Other marine organisms known to be affected by the toxins are sea urchins, an ecologically important herbivore. In southeastern Brazil, Equinometra lucunter individuals showed alterations on their exoskeleton, accompanied by high mortality. It did coincide with an outbreak of a benthic dinoflagellate, previously reported as belonging to Prorocentrum sp. but after confirmed to be Ostreopsis ovata [52]. Furthermore, algal extracts from this occurrence were used to carry out toxicity tests, namely the Artemia salina assay (Table 2). This marine invertebrate displayed 100% death after being exposed to an extract of no more than 125 O. ovata cells [66]. Chemical analyses confirmed the presence of a PTX-like compound in samples. A further toxicological test with O. ovata extracts from the Mediterranean Sea revealed a similar association between Artemia salina mortality after 24 h and the number of algal cells [52,77]. In this case, 542 to 906 cells/mL were sufficient to cause 65% to 100% death, respectively. Recently, it was also observed that summer blooms of O. siamensis killed sea urchins in New Zealand [57]. Another study from this austral country corroborates these findings [39]. A strong negative effect between the health of the sea urchin Evechinus chloroticus and the benthic cover of O. siamensis was demonstrated. The echinoderm densities declined by 56–60% at bloom sites over the study period (Table 2).

4. Summary

PTX and its analogs are potent marine toxins known to cause fatality of several animals, including humans. Even so, despite this obvious acute biological impact, little is known about the real consequences that these toxins may have on coastal communities. Because of the human health risks, attempts continue to be made aiming for the development of a validated assay for the rapid, sensitive and specific detection of PTX and/or analogs. The accomplishment of these requisites and its optimization have been evaluated or developed in some of the aforementioned studies and comprise either analytical methods or biological assays. Nevertheless, none are able to meet all the requirements per se, and so a combination of fast and confirmatory methods still seems to be the more appropriate approach for monitoring purposes. Moreover, it is also expected that once the biochemistry and molecular genetics involved in the biosynthesis of these toxins is elucidated, new methodological approaches will be possible for the detection of PTX and PTX-like producers.

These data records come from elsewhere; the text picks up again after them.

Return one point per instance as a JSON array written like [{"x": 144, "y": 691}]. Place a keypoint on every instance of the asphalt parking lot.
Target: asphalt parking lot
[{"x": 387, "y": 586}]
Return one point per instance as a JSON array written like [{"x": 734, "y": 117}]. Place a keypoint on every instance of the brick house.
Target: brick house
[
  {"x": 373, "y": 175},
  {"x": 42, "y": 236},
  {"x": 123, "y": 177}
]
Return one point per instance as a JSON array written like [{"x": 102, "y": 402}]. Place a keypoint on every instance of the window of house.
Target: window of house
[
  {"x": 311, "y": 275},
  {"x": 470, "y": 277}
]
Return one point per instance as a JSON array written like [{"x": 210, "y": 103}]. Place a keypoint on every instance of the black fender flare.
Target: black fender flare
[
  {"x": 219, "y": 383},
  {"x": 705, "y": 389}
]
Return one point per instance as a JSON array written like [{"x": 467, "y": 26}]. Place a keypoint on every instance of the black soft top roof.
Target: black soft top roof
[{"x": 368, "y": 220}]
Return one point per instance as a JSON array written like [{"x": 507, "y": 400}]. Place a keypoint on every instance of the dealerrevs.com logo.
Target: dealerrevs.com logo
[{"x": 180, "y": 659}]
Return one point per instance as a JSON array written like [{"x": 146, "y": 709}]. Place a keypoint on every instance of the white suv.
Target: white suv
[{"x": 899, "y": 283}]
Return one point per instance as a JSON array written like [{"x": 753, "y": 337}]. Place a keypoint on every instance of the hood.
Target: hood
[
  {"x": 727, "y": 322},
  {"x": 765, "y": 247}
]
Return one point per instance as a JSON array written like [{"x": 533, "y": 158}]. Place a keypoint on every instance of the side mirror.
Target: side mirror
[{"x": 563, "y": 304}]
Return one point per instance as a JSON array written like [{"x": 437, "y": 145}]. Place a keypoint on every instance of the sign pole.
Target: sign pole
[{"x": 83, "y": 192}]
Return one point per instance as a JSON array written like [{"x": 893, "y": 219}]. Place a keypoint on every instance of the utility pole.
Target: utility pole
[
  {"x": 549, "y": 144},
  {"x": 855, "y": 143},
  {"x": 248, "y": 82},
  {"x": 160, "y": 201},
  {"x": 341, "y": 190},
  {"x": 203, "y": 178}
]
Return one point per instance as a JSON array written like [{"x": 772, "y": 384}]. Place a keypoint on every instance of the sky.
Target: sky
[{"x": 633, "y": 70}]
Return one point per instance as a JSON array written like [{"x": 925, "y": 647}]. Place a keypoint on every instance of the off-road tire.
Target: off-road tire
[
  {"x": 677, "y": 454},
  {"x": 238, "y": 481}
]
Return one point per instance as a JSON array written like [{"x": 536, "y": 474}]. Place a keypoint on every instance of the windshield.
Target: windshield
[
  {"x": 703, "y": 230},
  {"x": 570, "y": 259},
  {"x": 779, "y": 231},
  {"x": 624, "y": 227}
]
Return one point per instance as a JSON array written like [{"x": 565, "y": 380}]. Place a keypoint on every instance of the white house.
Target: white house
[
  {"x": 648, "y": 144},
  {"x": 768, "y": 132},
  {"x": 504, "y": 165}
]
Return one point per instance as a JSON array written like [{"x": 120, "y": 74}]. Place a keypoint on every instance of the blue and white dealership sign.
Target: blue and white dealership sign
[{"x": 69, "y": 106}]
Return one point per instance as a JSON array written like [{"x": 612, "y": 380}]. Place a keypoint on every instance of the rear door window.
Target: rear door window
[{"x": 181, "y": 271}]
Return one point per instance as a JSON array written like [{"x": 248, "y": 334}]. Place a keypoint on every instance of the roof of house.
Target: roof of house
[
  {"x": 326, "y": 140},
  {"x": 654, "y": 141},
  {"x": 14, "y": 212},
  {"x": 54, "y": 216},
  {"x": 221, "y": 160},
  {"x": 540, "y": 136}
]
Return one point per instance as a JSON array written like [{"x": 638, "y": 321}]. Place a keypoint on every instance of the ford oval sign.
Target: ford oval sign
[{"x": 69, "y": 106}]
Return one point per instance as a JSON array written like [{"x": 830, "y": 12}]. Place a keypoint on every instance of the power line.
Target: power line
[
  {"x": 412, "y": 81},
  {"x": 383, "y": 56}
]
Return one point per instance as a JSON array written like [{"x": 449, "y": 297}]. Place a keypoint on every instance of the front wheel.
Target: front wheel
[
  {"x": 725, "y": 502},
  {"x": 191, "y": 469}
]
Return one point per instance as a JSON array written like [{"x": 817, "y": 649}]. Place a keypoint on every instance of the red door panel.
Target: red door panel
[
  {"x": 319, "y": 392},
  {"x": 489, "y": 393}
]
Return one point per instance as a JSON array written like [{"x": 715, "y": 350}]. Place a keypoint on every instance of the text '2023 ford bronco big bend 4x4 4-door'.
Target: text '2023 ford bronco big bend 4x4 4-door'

Marine organisms associated with soft corals in tropical and subtropical regions appear to be adapted to the presence of PTX. Respecting to temperate climates, where the biota are supposed to be more susceptible to the toxin, the impact is quite obvious. Data on the biological and ecological effects of these toxins presented previously expose these findings. They show that different organisms, belonging to diverse trophic levels of the marine food chain, are susceptible to being affected by these toxins, some of them commercially valuable seafood products. Nevertheless, the data are retrieved mainly from ex situ toxicological studies and from a few reports about community structure changes observed in natural populations. This information is an important contribution to better understand the effect that these toxins may have in marine food webs and ecosystem structure and function. However, the true ecological impact of the distribution of PTX and its analogs still needs to be assessed. It will be relevant that future studies highlight the impact of the toxins along horizontal and vertical levels of the food chain, in different ecosystems, and to the mid- and long-term. Moreover, it will be important to survey the dynamics of the expansion of these toxins worldwide, in particular by monitoring other temperate regions.

Acknowledgments

We acknowledge the project ATLANTOX for partially funding this research.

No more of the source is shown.